Daher hat Deutschland entschieden, dass ein Zusammenbruch des Energieversorgermarktes um jeden Preis vermieden werden muss. Deshalb werden Uniper und andere Unternehmen mit diesem Geschäftsmodell Unterstützung in Milliardenhöhe erhalten. Diese Milliarden werden, wie in Deutschland bei Energiefragen üblich, von allen aufgebracht, die Erdgas nutzen. Eine der treffendsten Definitionen der Gasumlage erschien in einem Bericht des öffentlich-rechtlichen Senders WDR: „Es handelt sich um eine Art Kriseninstrument, das Unternehmen helfen soll, die aufgrund begrenzter Lieferungen aus Russland Gas anderswo für viel Geld kaufen müssen, um Verträge zu erfüllen," hieß es in der Meldung.

Für einen durchschnittlichen Vier-Personen-Haushalt bedeutet dies zusätzliche jährliche Kosten von 575 Euro. Ursprünglich wollte die Bundesregierung, dass die Europäische Union eine Ausnahme gewährt und diese Gebühr von der erforderlichen Mehrwertsteuer befreit, doch Deutschland erhielt keine solche Genehmigung. Daher beschloss die Bundesregierung am Donnerstag, dem 18. August, die Mehrwertsteuer auf Erdgas vorübergehend von 19 auf 7 Prozent zu senken. Derzeit deutet vieles darauf hin, dass die zusätzliche Gasumlage zwischen 2,33 und 2,41 Cent pro kWh betragen wird.

Der Gesetzentwurf, der im Wirtschaftsministerium erarbeitet wurde, wurde auch von den Sozialdemokraten kritisiert, die zusammen mit den Grünen und der FDP die Regierungskoalition bilden. Die SPD will keine Unternehmen belohnen, die eigentlich keine Unterstützung benötigen, weil sie in den vergangenen Jahren viel verdient haben.

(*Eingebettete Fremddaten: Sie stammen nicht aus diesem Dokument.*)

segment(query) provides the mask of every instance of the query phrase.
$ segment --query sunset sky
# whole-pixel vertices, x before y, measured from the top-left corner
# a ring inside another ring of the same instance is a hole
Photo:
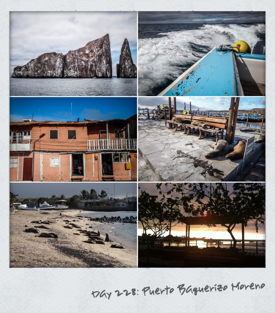
[[[164,186],[164,184],[163,185]],[[138,195],[141,194],[142,191],[145,191],[150,194],[154,195],[159,195],[158,190],[156,187],[156,184],[154,183],[139,183],[139,186],[140,189],[139,189]],[[163,189],[163,188],[162,188]],[[174,196],[176,196],[175,194]],[[185,216],[186,214],[185,214]],[[176,223],[174,223],[175,224]],[[173,224],[172,224],[173,225]],[[265,225],[261,224],[258,225],[258,232],[256,233],[255,226],[254,223],[249,222],[248,226],[244,228],[245,240],[261,240],[265,239]],[[182,224],[179,223],[171,228],[171,234],[173,236],[181,236],[185,234],[185,224]],[[142,234],[143,229],[140,222],[139,223],[138,234],[140,235]],[[152,231],[148,231],[148,233],[151,233],[152,234]],[[242,239],[242,225],[241,224],[237,224],[234,228],[233,231],[233,235],[236,239],[241,240]],[[163,235],[164,236],[169,234],[169,232],[167,232]],[[231,239],[231,237],[227,232],[225,227],[217,225],[216,227],[209,228],[207,226],[191,225],[190,227],[190,237],[197,237],[201,238],[206,237],[207,239],[210,238],[215,239]]]

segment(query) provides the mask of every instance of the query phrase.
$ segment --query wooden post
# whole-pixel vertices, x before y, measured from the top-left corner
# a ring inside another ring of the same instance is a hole
[[[171,104],[171,97],[169,97],[168,98],[168,107],[169,110],[169,119],[171,120],[173,117],[173,113],[172,112],[172,106]]]
[[[261,125],[261,128],[263,128],[263,120],[264,120],[264,114],[263,115],[263,119],[262,120],[262,124]]]
[[[243,252],[243,260],[244,258],[244,224],[242,223],[242,250]]]
[[[225,138],[225,140],[229,144],[232,143],[234,141],[239,101],[240,98],[239,97],[237,97],[236,98],[236,102],[234,97],[232,97],[231,98],[230,108],[229,109],[228,124],[226,130]]]
[[[236,129],[236,125],[237,122],[237,117],[238,115],[238,111],[239,110],[239,103],[240,102],[240,97],[237,97],[236,98],[235,102],[235,107],[234,108],[234,116],[233,120],[233,124],[232,125],[232,129],[231,130],[231,134],[230,136],[230,143],[234,141],[234,138],[235,135],[235,131]]]
[[[176,97],[174,97],[174,113],[177,113],[177,104],[176,103]]]
[[[248,125],[248,120],[249,119],[249,113],[247,115],[247,118],[246,119],[246,126],[247,127]]]

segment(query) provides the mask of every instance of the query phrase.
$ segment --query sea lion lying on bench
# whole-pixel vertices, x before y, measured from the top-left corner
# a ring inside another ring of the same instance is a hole
[[[202,127],[203,128],[207,128],[208,125],[206,124],[203,122],[201,122],[199,121],[193,121],[191,123],[191,125],[194,125],[196,126],[199,126],[199,127]]]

Experten sind sich noch nicht einig, ob die Gasumlage die Erwartungen der Bundesregierung erfüllen wird. Einerseits kann erwartet werden, dass auf diese Weise erhebliche finanzielle Mittel generiert werden. Dies garantiert jedoch nicht, dass Energieversorger in Deutschland nicht in Konkurs gehen werden. Sie können bereits jetzt mit den steigenden Preisen für fossile Brennstoffe und vor allem für Erdgas nicht Schritt halten. Wenn der Erdgaspreis weiter steigt, werden die Mittel aus der Gasumlage nicht ausreichen, um solche Unternehmen zu retten, und davon gibt es viele, insbesondere auf kommunaler Ebene.

Darüber hinaus sind kommunale Energieversorger, wie die Stadtwerke Krefeld bei Düsseldorf im Ruhrgebiet, unzufrieden, weil sie die Einziehung der zusätzlichen Gasumlage von den Kunden organisieren müssen. Nach Erhalt und Berechnung dieser Gebühr soll das Geld nach Berlin überwiesen werden.

„In unserem Unternehmen müssen wir die relevanten Parameter in den entsprechenden Systemen für rund 150.000 Gaskunden speichern. Und natürlich müssen wir unsere Kunden auch ordnungsgemäß über diese neuen Abrechnungsmethoden und neuen Preise informieren," erklärte der Sprecher der Stadtwerke Krefeld, Carsten Lietdke, in einem Interview mit der deutschen Nachrichtensendung Tagesschau.